Penso anche al secolo scorso e alla fine dell'ottocento, a Frida Khalo, alle donne futuriste, a Camille Claudel, a Berthe Morisot e Mary Cassat ad esempio..., a tempi e spazi dove il confronto tra i due sessi in arte era fatto di linguaggio e contenuto e non da dettami della condizione del codice binario in compenetrazione optical fallo-vulva.
Il tutto nel dopoguerra si è manifestato in una maniera nebulosa, la ricerca artistica al femminile (e forse anche al maschile in certi "generi" di linguaggio) aveva come unica distinzione di percorso dall'arteterapia, l'ambiente sociale e culturale all'interno del quale l'artista si collocava.
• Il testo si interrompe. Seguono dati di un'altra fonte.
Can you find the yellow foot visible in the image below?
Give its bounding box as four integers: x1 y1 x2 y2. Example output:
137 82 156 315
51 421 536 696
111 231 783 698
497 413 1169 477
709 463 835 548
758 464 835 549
Penso ancora a quante monografie di artiste dagli anni sessanta ad oggi, sembrano quasi concepite con il copia e incolla, la donna che sfugge ai limiti dell'educazione subita in casa, che ha rapporti conflittuali con il sesso- pene che riproduce a scopo terapeutico e che mostra fieramente la vulva e esorcizza il totem fallo.
"Le donne artiste prima della Body art erano succubi di linguaggi maschili", mi si dirà, vero.
Camille Cloudel poi ne ha subito pure l'annullamento da parte dello stesso Rodin, nei confronti del suo lavoro, al punto da impazzire; ma anche Vincenzo Gemito, scultore come lei, si è autoannullato egualmente, entrambi vittime dell'ego maschile, subito o autoimposto?
Sono convinto che oggi come allora esistono donne determinate a fare un cambiamento, oggi più di allora esistono artiste coraggiose con percorsi di ricerca e contenuto, penso a mia moglie, Santabarbara Ardau, compagna di arte e di vita e alle numerose artiste che con entusiasmo partecipano al progetto T.A.M.
Per questo suggerisco uno sguardo verso punti di fuga diversi e fuori dai media specializzati e di massa.
La storia delle donne è forse il retro, il non visto della storia, anche se ragioniamo su donne artiste in mostra che si mostrano e vengono mostrate per quanto costa il loro lavoro?